That is the way it used to be, and it turned out to be quite painful to maintain the list in and external xml file.
I assume you're thinking of the nested geronimo-service.xml files. This is not like that.
We're currently building the MCP from a combination of the deployment plan, the project.xml file (with magic properties), project.properties and custom jelly in maven.xml. Or we're requiring the user to supply the value as a command line parameter to the standalone deployer. Neither is particularly friendly.
This xml is really just syntactic sugar for creating a jar manifest
No, its an extension to the dependency mechanism we use for non-executable configurations to support initializing the root classloader by using the Class-Path entry from the manifest.
By declaring the dependency in the XML in the normal way the Configuration can be loaded using normal dependency resolution as well (e.g. by a deployer). We can't do that right now as dependencies don't work in executable configurations (as there is no Repository started that can be used to resolve them).
and I think we should just have our maven tool take an ant sytle manifest directly. Near the bottom of this page http://ant.apache.org/manual/CoreTasks/jar.html is an example of an inline manifest for a jar file. If we provided this feature, you would have the full power of the java manifest specification (such as service declarations), and would not be limited by the capabilities of our tool. Also since it would be inline in maven, you don't need an external tool such as velocity to preprocess the file to manage the version numbers.

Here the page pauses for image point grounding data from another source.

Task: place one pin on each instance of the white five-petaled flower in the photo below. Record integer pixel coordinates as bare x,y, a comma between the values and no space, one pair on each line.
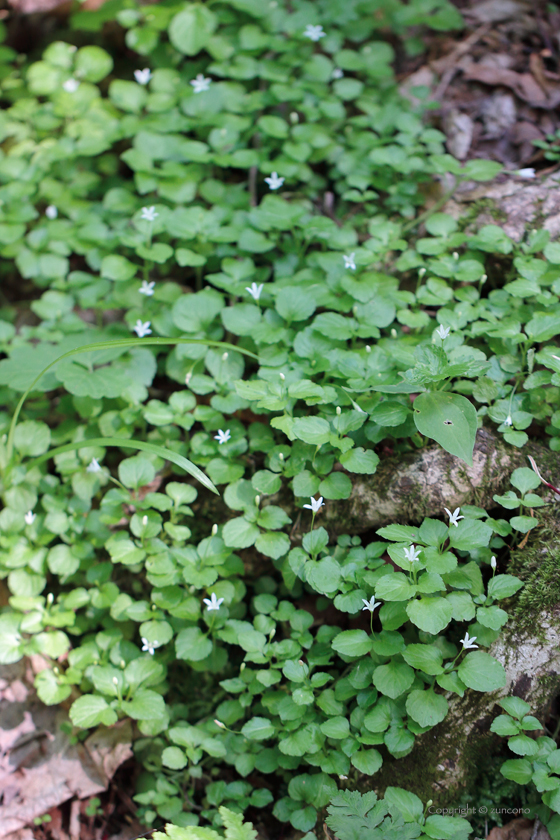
147,288
467,642
142,329
412,553
149,214
454,517
254,290
213,603
222,437
314,33
370,605
71,85
201,83
149,646
143,76
316,504
274,181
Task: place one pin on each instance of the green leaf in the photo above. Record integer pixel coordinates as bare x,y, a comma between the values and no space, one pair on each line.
191,29
91,710
192,644
258,729
482,672
367,761
143,446
427,658
145,705
426,707
352,643
393,679
359,460
449,419
239,533
430,614
503,586
517,770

I think being able to specify the entire manifest is a different feature. It might be useful to add, in which case it should be done in the same way Maven's jar plugin does it.
In fact, let's do that - have the packager build the target configuration exploded under ${maven.build.dir} and then have the jar plugin zip it up? That way we get to reuse all the features of the jar plugin.
Even if we do that, we will still need the expanded syntax in the configuration file itself so that it can be used with the standalone deployer (i.e. without maven).